Monday morning, my husband yells at me to turn on KQED because there is an article about books you can’t get rid of. In his words, “you HAVE to listen to it, it’s about you!” As I listened to Richard Friedlander’s two minute perspective on his books, my husband looks at me expectantly. “So?” he asks. I shook my head in disagreement. “That’s not me.” I said. “But I can definitely relate”. You can listen to the broadcast here.
Friedlander says of his old books: “I haven’t looked at any of the chosen few for years. They’re not me. They’re who I have been. My wax museum of former loves. Some day, yes, I might flip through one and re-experience something I once thought important enough to save. But looking back has never worked for me.” He ends with saying that he doesn’t know what to do with them anymore and they don’t really mean anything to him. On this point, we greatly differ.
My books are kept on my shelf in the office I share with my husband. They are me, that’s the point, that’s why they made the cut and didn’t get sent to the goodwill or library. I, like Friedlander, wonder what guests might think if they explored my little shelf, but then again, I never let anyone into my office. So unfortunately, they probably wouldn’t get a chance to search the shelves to make a psychoanalysis of who I am based on the strange mixture of genres.
Former loves?
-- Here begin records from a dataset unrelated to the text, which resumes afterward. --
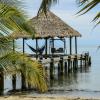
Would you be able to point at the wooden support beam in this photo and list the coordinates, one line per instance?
(70, 44)
(23, 80)
(65, 47)
(23, 45)
(14, 76)
(46, 46)
(36, 48)
(75, 45)
(1, 81)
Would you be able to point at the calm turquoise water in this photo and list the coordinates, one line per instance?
(85, 82)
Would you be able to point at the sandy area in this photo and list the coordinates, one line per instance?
(44, 98)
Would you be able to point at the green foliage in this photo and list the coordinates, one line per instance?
(46, 4)
(89, 5)
(33, 71)
(12, 62)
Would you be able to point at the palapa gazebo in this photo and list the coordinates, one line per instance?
(48, 26)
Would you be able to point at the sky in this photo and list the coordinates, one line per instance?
(66, 10)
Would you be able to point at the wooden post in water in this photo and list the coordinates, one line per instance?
(61, 65)
(14, 76)
(69, 63)
(46, 47)
(85, 59)
(70, 44)
(51, 68)
(23, 65)
(1, 81)
(36, 48)
(75, 45)
(66, 67)
(81, 58)
(75, 62)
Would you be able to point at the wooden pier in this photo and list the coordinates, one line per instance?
(51, 28)
(66, 63)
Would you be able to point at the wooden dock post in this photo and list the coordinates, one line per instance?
(66, 67)
(81, 58)
(69, 63)
(14, 76)
(75, 62)
(61, 65)
(85, 59)
(51, 68)
(89, 62)
(1, 81)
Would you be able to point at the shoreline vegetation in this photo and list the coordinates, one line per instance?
(24, 97)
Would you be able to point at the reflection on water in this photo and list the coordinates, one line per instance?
(68, 80)
(83, 81)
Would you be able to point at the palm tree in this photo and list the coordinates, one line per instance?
(11, 19)
(87, 6)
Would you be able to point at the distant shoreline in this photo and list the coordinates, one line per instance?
(25, 97)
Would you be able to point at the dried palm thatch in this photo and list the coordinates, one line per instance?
(48, 26)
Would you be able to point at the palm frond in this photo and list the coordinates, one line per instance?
(32, 70)
(46, 4)
(14, 19)
(5, 46)
(90, 5)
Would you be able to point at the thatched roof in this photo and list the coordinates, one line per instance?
(48, 25)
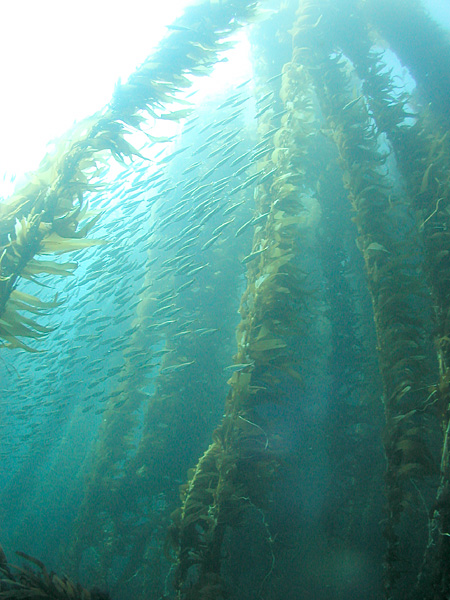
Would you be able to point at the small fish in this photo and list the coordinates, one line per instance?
(238, 367)
(352, 103)
(179, 367)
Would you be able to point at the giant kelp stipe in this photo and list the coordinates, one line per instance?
(238, 385)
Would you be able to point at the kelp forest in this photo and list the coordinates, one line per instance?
(225, 320)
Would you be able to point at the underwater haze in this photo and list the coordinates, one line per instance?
(225, 316)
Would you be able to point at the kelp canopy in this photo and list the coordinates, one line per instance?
(313, 424)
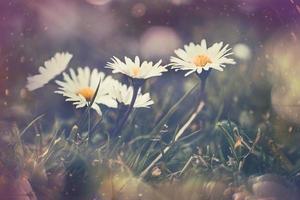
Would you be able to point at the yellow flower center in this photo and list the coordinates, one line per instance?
(87, 93)
(136, 71)
(201, 60)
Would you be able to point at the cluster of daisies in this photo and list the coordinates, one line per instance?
(89, 87)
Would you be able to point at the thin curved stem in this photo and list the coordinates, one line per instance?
(126, 115)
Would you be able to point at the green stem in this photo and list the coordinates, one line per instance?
(126, 115)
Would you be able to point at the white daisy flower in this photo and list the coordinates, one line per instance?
(123, 94)
(80, 88)
(199, 57)
(135, 69)
(53, 67)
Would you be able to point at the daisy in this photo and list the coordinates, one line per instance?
(80, 88)
(123, 95)
(53, 67)
(135, 69)
(199, 57)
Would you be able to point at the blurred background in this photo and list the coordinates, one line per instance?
(264, 36)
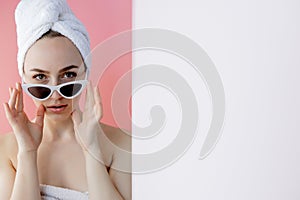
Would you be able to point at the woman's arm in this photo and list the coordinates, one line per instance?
(117, 183)
(28, 137)
(23, 184)
(99, 182)
(26, 184)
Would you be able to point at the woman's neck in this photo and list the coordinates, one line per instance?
(58, 130)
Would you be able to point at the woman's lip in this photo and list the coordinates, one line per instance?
(57, 108)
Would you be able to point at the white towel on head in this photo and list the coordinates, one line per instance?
(36, 17)
(49, 192)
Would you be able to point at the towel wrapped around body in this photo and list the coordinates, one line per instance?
(49, 192)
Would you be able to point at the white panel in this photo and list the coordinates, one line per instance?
(255, 46)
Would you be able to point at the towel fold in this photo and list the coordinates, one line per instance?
(49, 192)
(35, 17)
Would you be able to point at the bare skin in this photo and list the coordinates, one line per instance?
(56, 148)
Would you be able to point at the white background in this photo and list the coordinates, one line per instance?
(255, 46)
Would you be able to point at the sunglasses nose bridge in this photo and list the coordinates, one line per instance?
(55, 94)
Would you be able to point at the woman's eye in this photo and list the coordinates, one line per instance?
(39, 76)
(69, 75)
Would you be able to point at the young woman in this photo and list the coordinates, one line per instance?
(63, 153)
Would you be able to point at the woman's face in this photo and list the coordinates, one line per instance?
(52, 61)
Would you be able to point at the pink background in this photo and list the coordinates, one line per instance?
(102, 19)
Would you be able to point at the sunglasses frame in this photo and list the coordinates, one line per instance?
(53, 88)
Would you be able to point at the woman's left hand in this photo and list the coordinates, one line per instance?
(86, 124)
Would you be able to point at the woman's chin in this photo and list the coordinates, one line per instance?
(58, 115)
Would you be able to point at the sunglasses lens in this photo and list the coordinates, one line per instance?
(71, 90)
(39, 91)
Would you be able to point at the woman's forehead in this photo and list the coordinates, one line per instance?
(53, 55)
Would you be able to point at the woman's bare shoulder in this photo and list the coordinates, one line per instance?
(118, 136)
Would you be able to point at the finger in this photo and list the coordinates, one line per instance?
(98, 101)
(40, 115)
(76, 117)
(8, 112)
(12, 100)
(20, 104)
(89, 96)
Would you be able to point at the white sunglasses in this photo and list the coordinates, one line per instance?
(67, 90)
(42, 92)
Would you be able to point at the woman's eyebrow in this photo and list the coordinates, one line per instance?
(62, 70)
(68, 68)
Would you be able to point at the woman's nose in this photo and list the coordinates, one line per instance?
(56, 95)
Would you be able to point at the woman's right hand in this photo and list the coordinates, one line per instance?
(28, 134)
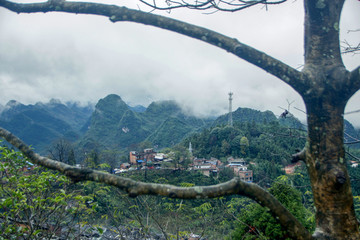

My love affair with these books is constant. I am obsessed with my shelf, I organize it and re-organize it, as if it’s special order that is known only to me makes a difference to my current state of affairs. Sometimes they are in backwards alphabetically order (a hold over from my childhood obsession with having a left-handed friendly library), sometimes they are in order of favorites, but currently they are in order of classy to trashy. So where once Pride & Prejudice , Twilight, Bill Clinton’s My Life, and Stephen King’s Everything’s Eventual all sat side by side; now Jane Austen rules the top shelf roost with Flannery O’Connor and Homer, while Stephenie Meyers sulks down with Jodi Picoult, Eva Ibbotson, and some Buffy the Vampire Slayer novels (yes, seriously). I won’t even discuss the current location of King or Gaiman, they have their own special shelves which causes me a constant stress. I seriously feel like I am hurting the books feelings if I feel their location is unfair.
I kept them because not only do I feel the books on this shelf define me, either now or as the person I once was, but because I do read them over and over again. No joke. I really have read The Stand four, no, maybe six times. I will just open Emma or Pride & Prejudice to random pages and start reading, Vonnegut and O’Connor are for rainy days. Who hasn’t re-reader The Oddesey or Idylls of the King? Ok, I’ll admit I may be a little nerdy there.
My husband says I am much younger than Friedlander, and I will mature out of this phase of hoarding books. I am wondering if he noticed the new shelf that has appeared in my daughter’s room of my favorite children’s books. My seven and a half month old daughter owns about 50 books. From Goodnight Moon to Madeline to Little House on the Prairie. And of course, I had to read these again upon purchase to “check them out” for my daughter. Yeah, sure sweetie, I’ll outgrow it…
If you don’t look at them anymore, what’s the point? People often express surprise that I can read a book more than once, but we aren’t talking about James Patterson or Breaking Dawn here people, we are talking about books that marked you, that made indelible impressions. Where do you keep your special books? Do they have an order, a system? Think about it for a minute. Now, imagine not having them.
So my answer to Mr. Friedlander is: give them away sir. But not just to a Goodwill, give them to a school library or a retirement center and give others a chance to live the joy you once had in these pages. Because if they are just collecting dust, you are starving them! They aren’t living up to their purpose! Don’t let your books waste away in the land of the forgotten and ignored.